A ex-coordenadora do PNI é crítica à atitude dos que querem escolher qual vacina receber e reconhece que o sistema de informação do programa de vacinação “é um problema que o Ministério da Saúde nunca conseguiu resolver, um calcanhar de Aquiles do SUS”.
Esta é, para o infectologista e pesquisador da Fiocruz Julio Croda, a principal causa para a diferença entre doses contra Covid -19 distribuídas e aplicadas.
— Todas as campanhas têm dificuldades para reportar os dados corretamente e em tempo oportuno. É preciso digitar pessoa por pessoa, e não há pessoal treinado para isso. O resultado é que o governo diz que enviou, o estado afirma que repassou, o município garante que aplicou, mas não informa ao sistema.
Essa demora no registro tem consequências na gestão da imunização: com semanas de atraso para informar a população protegida, o cenário fica distorcido e o tempo de intervenção para priorizar uma área, grupo ou faixa etária acaba passando.

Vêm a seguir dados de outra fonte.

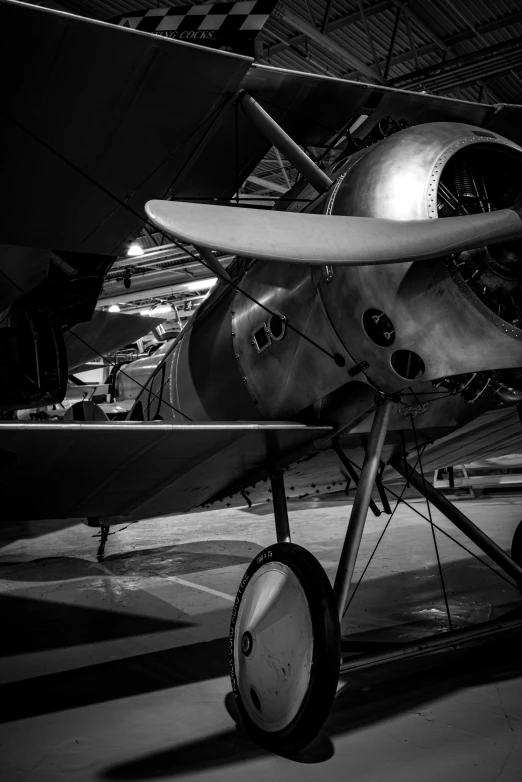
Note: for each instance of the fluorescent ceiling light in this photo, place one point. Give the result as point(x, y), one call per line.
point(135, 249)
point(201, 285)
point(358, 122)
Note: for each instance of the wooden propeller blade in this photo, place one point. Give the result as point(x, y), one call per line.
point(294, 237)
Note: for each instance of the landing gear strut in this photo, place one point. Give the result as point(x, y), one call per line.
point(284, 645)
point(516, 551)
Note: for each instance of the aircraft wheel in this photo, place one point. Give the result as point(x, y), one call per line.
point(516, 549)
point(284, 648)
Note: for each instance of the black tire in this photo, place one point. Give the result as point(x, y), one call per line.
point(325, 657)
point(516, 550)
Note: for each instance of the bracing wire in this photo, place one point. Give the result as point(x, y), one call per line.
point(447, 534)
point(143, 387)
point(399, 500)
point(439, 565)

Para Isabella Ballalai, vice-presidente da Sociedade Brasileira de Imunizações, a desaceleração na campanha ainda é reflexo do volume baixo de vacinas:
— Existem muitas lacunas na distribuição, mas estamos recebendo pouca vacina. É errada a percepção de que há menos procura: vejo é a população correndo de posto em posto atrás de doses.
Cálculo baseado em 2010
Até o cancelamento do Censo Demográfico de 2020 pode estar afetando o planejamento. Com dados defasados, municípios têm dificuldade de calcular suas populações de idosos e de diferentes classes profissionais:
— Esse cálculo hoje é todo feito com base na estrutura etária de 2010, com uma projeção que pode ser uma estimativa não adequada à realidade — afirma o epidemiologista José Cássio de Moraes, da Faculdade de Ciências Médicas da Santa Casa de São Paulo, para quem o problema é mais perceptível em cidades pequenas. — Você pode ter município reclamando que tem mil idosos e só recebeu 800 doses de vacina.

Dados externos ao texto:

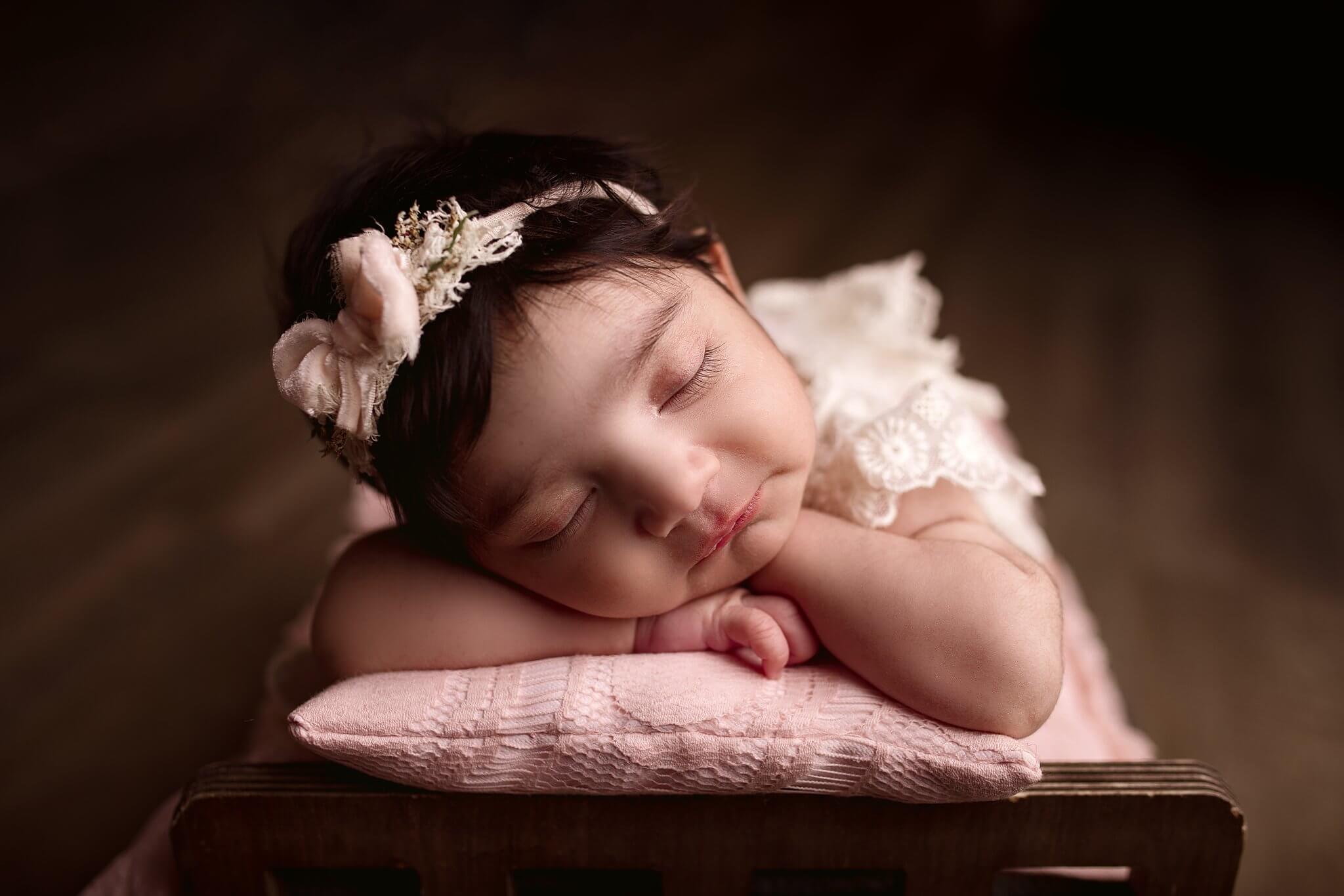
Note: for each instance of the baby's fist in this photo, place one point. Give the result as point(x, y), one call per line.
point(770, 626)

O consenso entre os especialistas é que todas estas dificuldades são efeitos colaterais da escassez nacional de vacinas contra a Covid-19. O atraso na campanha não pode ser atribuído apenas aos 26 dias de lacuna para aplicação das doses, já que o governo federal levou 215 dias para fechar contratos de vacina, no caso da Pfizer. O contrato da CoronaVac para distribuição nacional também levou muito tempo, e causou atraso de mais de um mês no início da vacinação, segundo o Instituto Butantan. Uma demora que tem reflexos hoje.